What I'll try to prove in this post is not that Scala is not a complicated language. There are certainly many languages which are simpler. The core features which are used reasonably often are indeed a simplification over Java. Scala also has features which are more complicated than what Java has. However, the complicated Scala features are more specialized at extending the language while the complexity of Java is usually imposed on everyone including the beginner.
This post will also not try to describe the language features in exhaustive detail- that's what the language specification tries to achieve, and the blog post is already long enough. I will assume that you know about the core language rules or can easily look them up.
What is complexity? Many conflate it with unreadability, some say it's the opposite to ease of use. Let's start with the following definition of complexity: it's the many special exceptions (pun not intended) to the rules, making the whole system difficult to understand and remember.
Based on that definition, let's run a comparison of language features of Java and Scala.
Keywords
Java has more reserved words than Scala. Even when we remove the words of primitive types (boolean, int, float, etc.) Scala still has less keywords!
- Scala misses some of Java's control structures Yes, continue and break (well, at least until Scala 2.8) are not part of the language, as they are not deemed a best-practice way to solve programming problems.
- if/then/else in Scala returns a value, thus eliminating the need for the only ternary operator in Java, "?:", the use of which has long been discouraged.
- for loop Java folks discovered late in the game that the enhanced for loop is much less complicated to use in cases when you don't need the counter index. And they were right- it's one more detail which you (or at least newbies) can get wrong. But why stop there- Scala has a much more universal for loop, and there aren't two different syntaxes as in Java.
- Scala keywords not in Java one might argue that the override keyword in Scala complicates things as you might do the same thing in Java with an @Override annotation. That's not quite the case, as you still might override a method by accident and forget to put the annotation (as it's not mandatory), and then the compiler will not give as much as a warning! So that's one more special case you need to worry about and keep in your head. When you start using traits, you definitely start to appreciate that override is a keyword.
Access modifiers
Java has four access modifiers: default (package), private, public and protected. Scala has three, but it can combine them with a scope for protection. This flexibility allows you to define access control, for which Java has no analogs. They are also readable because they look self explanatory. For instance, if you have the class org.apache.esme.actor.UserActor, these are the Scala equivalents for Java's access modifiers:
- private[actor]
- Same as package access in Java
- private[UserActor]
- Same as private in Java
Scala's default access is public (yay, one less keyword!).

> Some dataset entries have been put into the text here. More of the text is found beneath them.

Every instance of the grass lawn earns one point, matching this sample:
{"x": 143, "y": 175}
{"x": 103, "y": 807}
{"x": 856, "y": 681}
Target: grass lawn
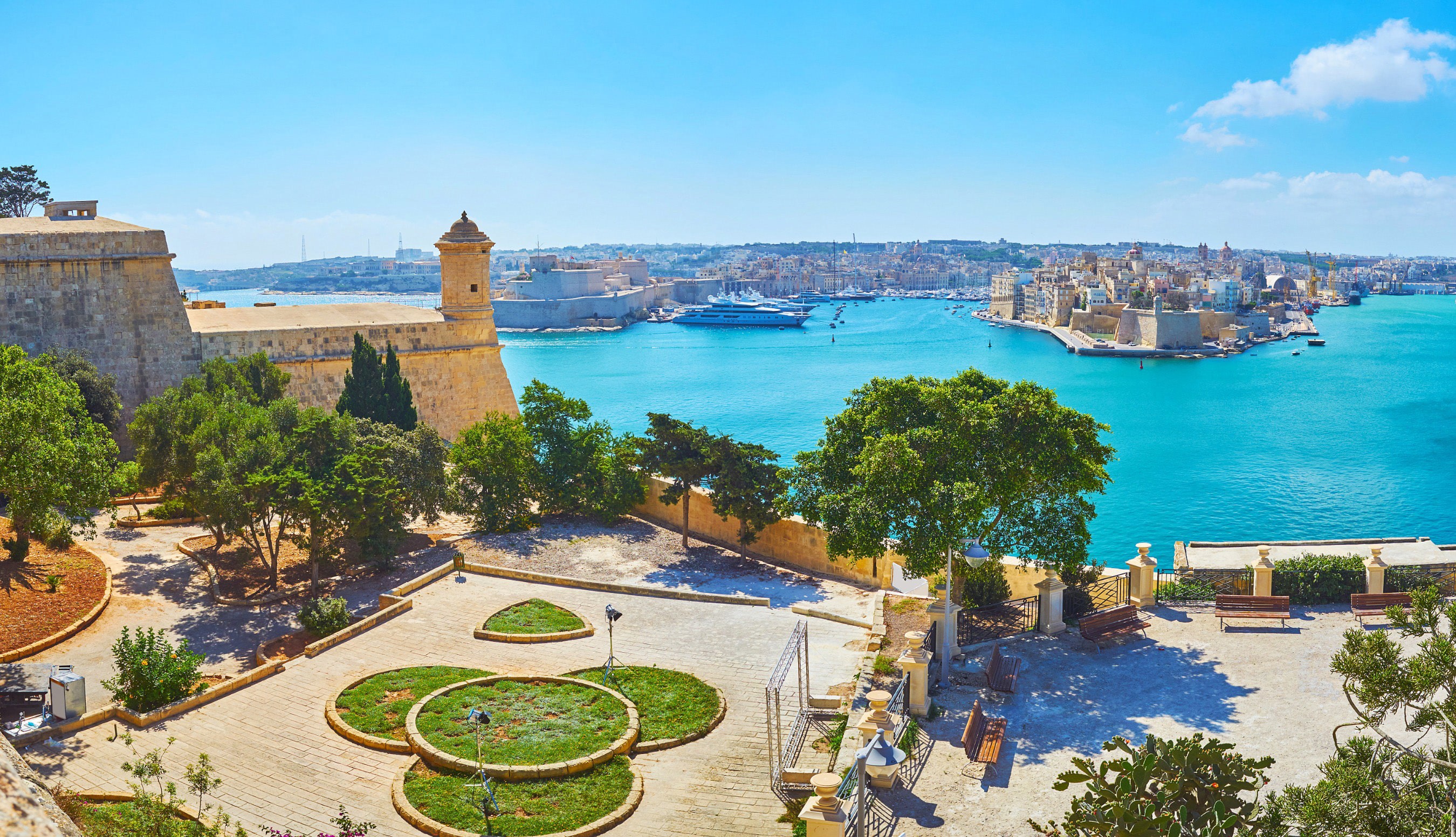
{"x": 532, "y": 722}
{"x": 670, "y": 703}
{"x": 381, "y": 703}
{"x": 535, "y": 616}
{"x": 535, "y": 807}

On the other hand, by defining the scope, Scala allows visibility types, which Java doesn't have:
- private[this]
- the member is accessible only from this instance. Not even other instances from the same class can access it
- private[esme]
- access for a package and subpackages. How many times did you have to use clumsy workarounds in Java because subpackages couldn't access the parent package?
- protected
- only subclasses can access the field. This is more consistent than Java's protected keyword. In Java, you have to remember that both subclasses and classes in the same package can access the field. How's that for remembering arbitrary rules?
- private
- This will not allow you to access inner objects. This is also more consistent than Java's private access, which is perhaps indicative of the fact that inner objects in Java were bolted on after the first version of the language was created
Namespaces
Java has four namespaces (fields, methods, packages, types), Scala has two (one for types, one for everything else). This has important implications when overriding. In Scala, you can start with a parameterless def (method definition) and then override with a val (immutable variable). This helps enforce the uniform access principle: whether you access a field or a method, this doesn't restrict you later on, because the syntax is the same everywhere you access it.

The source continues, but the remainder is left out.